Students graduate from mud pies

Young researchers happily sift through dirt to isolate viruses at the University of Pittsburgh.

Biology teacher Sarah Dubeau-Farley and others get training for a research project that also will involve Pittsburgh-area pupils.

PITTSBURGH - Some young researchers are out to prove that digging in the dirt isn't just child's play.

Over the summer and into the school year, students recruited from the Pittsburgh area visit the University of Pittsburgh to sift through samples of dirt to isolate microscopic viruses that infect bacteria.

And it's not just a teaching exercise. These students are doing real scientific work in a professional laboratory.

The goal is to excite students about science - whether they choose a career in the field or not. Organizers say everyone can benefit from thinking creatively and critically like scientists.

"We have to somehow make people or help people understand who scientists really are and what motivates them to do what they want to do," said Graham Hatfull, a biotechnology professor and head of the lab.

Hatfull had long been doing research on tiny viruses when local science teacher Debbie Jacobs-Sera approached him about putting together a program involving high school students.

The Phagehunting program received funding in 2002 from the Howard Hughes Medical Institute, which has given more than $1 billion in grants since 1988 to researchers and research facilities to come up with innovative ways to teach science. Jacobs-Sera signed on as the coordinator of the program.

Students, from high school and even lower grades, learn how to find and study the DNA of phages - which are thought to be so plentiful that it's virtually impossible to ever find the same one twice.

Hatfull said the science behind the program is pretty basic and seeks to answer two questions: How many of these different viruses are there, and how did they get to be this way? Understanding phages could help in the development of vaccines or new drugs, the discovery of new genes or other therapeutic uses, he said.

Students without a sense of curiosity need not apply.

"You have to be able to see something you've never seen before," Jacobs-Sera said. "They are contributing to real science."

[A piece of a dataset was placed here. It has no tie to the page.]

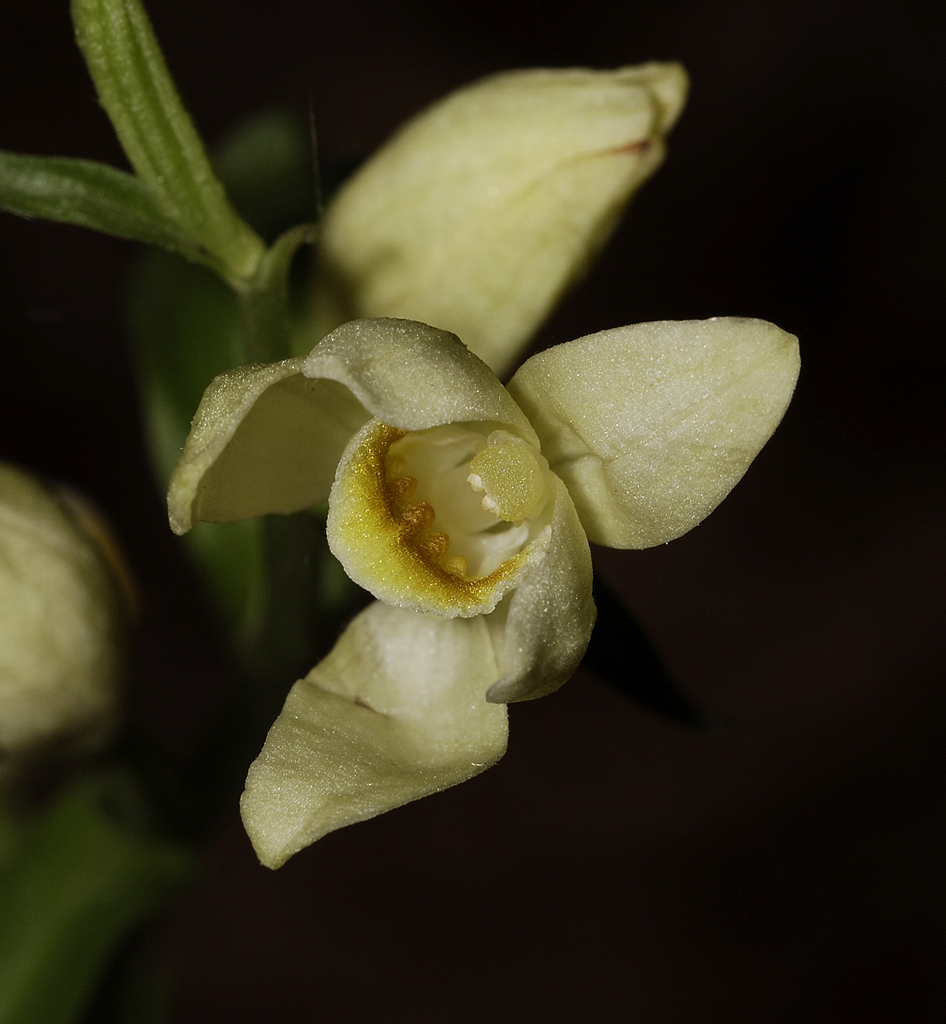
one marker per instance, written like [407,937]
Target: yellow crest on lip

Charlie Bowman, 18, graduated from a suburban Pittsburgh high school in the spring and spent his summer in the lab. On a recent morning, he crouched over several small vials and a lit Bunsen burner on a lab table as he worked to join together DNA molecules.

"I never really got to do anything like this" in school, said Bowman, who will be attending Pitt. "I like the hands-on of it. It's actually my stuff."

High school science teachers also take part in the program. Seventeen science teachers from as far away as Hawaii spent some time in the Pittsburgh lab recently so they can teach the Phagehunting program in their classrooms.